Lazarus Jeffrey V, Palayew Adam, Rasmussen Lauge Neimann, Andersen Tue Helms, Nicholson Joey, Norgaard Ole
Barcelona Institute for Global Health (ISGlobal), Hospital Clínic, University of Barcelona, Barcelona, Spain.
Department of Epidemiology, Biostatistics, and Occupational Health, McGill University, Montreal, QC, Canada.
J Med Internet Res. 2020 Nov 26;22(11):e23449. doi: 10.2196/23449.

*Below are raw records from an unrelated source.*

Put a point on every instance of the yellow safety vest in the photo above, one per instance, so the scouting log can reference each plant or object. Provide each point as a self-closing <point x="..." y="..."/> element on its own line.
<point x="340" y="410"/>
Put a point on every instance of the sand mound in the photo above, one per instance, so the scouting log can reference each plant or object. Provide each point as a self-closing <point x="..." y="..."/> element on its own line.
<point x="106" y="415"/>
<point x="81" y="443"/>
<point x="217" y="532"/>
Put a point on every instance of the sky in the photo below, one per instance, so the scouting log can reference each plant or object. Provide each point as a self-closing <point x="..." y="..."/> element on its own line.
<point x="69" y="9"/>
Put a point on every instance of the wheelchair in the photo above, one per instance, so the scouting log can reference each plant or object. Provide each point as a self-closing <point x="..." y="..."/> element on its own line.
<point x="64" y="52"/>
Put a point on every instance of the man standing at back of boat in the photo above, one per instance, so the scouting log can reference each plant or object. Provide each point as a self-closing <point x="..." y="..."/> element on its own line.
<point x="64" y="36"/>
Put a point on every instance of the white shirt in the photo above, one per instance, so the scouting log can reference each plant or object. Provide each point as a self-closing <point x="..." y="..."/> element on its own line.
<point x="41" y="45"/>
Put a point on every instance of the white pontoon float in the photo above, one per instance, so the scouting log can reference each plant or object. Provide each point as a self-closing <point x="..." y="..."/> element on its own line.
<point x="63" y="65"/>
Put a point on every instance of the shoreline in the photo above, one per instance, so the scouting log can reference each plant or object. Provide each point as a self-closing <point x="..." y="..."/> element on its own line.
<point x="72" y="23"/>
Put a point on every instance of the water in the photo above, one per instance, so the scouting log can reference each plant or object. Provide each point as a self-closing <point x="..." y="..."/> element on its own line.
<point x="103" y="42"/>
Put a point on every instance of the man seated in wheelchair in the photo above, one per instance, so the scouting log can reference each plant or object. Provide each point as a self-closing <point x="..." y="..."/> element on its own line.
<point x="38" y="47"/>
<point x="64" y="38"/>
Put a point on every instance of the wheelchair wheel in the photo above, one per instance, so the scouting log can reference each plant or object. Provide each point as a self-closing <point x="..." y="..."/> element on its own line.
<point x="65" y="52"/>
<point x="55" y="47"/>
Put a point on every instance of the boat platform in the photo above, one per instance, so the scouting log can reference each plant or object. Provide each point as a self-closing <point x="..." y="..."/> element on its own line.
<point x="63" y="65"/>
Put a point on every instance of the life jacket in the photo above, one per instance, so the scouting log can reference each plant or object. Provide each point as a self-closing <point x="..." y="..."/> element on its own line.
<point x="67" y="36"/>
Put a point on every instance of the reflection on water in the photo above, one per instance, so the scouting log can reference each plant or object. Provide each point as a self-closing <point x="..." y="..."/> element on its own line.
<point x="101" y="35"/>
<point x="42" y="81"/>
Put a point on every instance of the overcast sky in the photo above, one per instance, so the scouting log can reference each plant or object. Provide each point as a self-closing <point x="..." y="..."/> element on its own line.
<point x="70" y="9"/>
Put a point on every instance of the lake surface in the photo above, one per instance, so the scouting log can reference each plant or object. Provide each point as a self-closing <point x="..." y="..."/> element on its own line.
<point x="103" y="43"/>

Since it was declared a pandemic on March 11, 2020, COVID-19 has dominated headlines around the world and researchers have generated thousands of scientific articles about the disease. The fast speed of publication has challenged researchers and other stakeholders to keep up with the volume of published articles. To search the literature effectively, researchers use databases such as PubMed.
The aim of this study is to evaluate the performance of different searches for COVID-19 records in PubMed and to assess the complexity of searches required.
We tested PubMed searches for COVID-19 to identify which search string performed best according to standard metrics (sensitivity, precision, and F-score). We evaluated the performance of 8 different searches in PubMed during the first 10 weeks of the COVID-19 pandemic to investigate how complex a search string is needed. We also tested omitting hyphens and space characters as well as applying quotation marks.
The two most comprehensive search strings combining several free-text and indexed search terms performed best in terms of sensitivity (98.4%/98.7%) and F-score (96.5%/95.7%), but the single-term search COVID-19 performed best in terms of precision (95.3%) and well in terms of sensitivity (94.4%) and F-score (94.8%). The term Wuhan virus performed the worst: 7.7% for sensitivity, 78.1% for precision, and 14.0% for F-score. We found that deleting a hyphen or space character could omit a substantial number of records, especially when searching with SARS-CoV-2 as a single term.
Comprehensive search strings combining free-text and indexed search terms performed better than single-term searches in PubMed, but not by a large margin compared to the single term COVID-19. For everyday searches, certain single-term searches that are entered correctly are probably sufficient, whereas more comprehensive searches should be used for systematic reviews. Still, we suggest additional measures that the US National Library of Medicine could take to support all PubMed users in searching the COVID-19 literature.
自2020年3月11日被宣布为大流行病以来,新型冠状病毒肺炎(COVID-19)一直占据着世界各地的新闻头条,研究人员已就该疾病发表了数千篇科学文章。如此快的发表速度给研究人员和其他利益相关者带来了挑战,要跟上已发表文章的数量。为了有效地检索文献,研究人员使用诸如PubMed之类的数据库。
本研究的目的是评估在PubMed中对COVID-19记录进行不同检索的性能,并评估所需检索的复杂性。
我们测试了在PubMed中对COVID-19的检索,以根据标准指标(敏感性、精确性和F值)确定哪种检索词表现最佳。我们评估了在COVID-19大流行的前10周内PubMed中8种不同检索的性能,以研究需要多复杂的检索词。我们还测试了省略连字符和空格字符以及使用引号的情况。
结合多个自由文本和索引检索词的两个最全面的检索词在敏感性(98.4%/98.7%)和F值(96.5%/95.7%)方面表现最佳,但单检索词“COVID-19”在精确性方面表现最佳(95.3%),在敏感性(94.4%)和F值(94.8%)方面也表现良好。检索词“武汉病毒”表现最差:敏感性为7.7%,精确性为78.1%,F值为14.0%。我们发现删除连字符或空格字符可能会遗漏大量记录,尤其是当将“严重急性呼吸综合征冠状病毒2(SARS-CoV-2)”作为单个检索词进行检索时。
在PubMed中,结合自由文本和索引检索词的全面检索词比单检索词检索表现更好,但与单检索词“COVID-19”相比优势并不明显。对于日常检索,某些正确输入的单检索词可能就足够了,而对于系统评价则应使用更全面的检索。尽管如此,我们建议美国国立医学图书馆可以采取额外措施来支持所有PubMed用户检索COVID-19文献。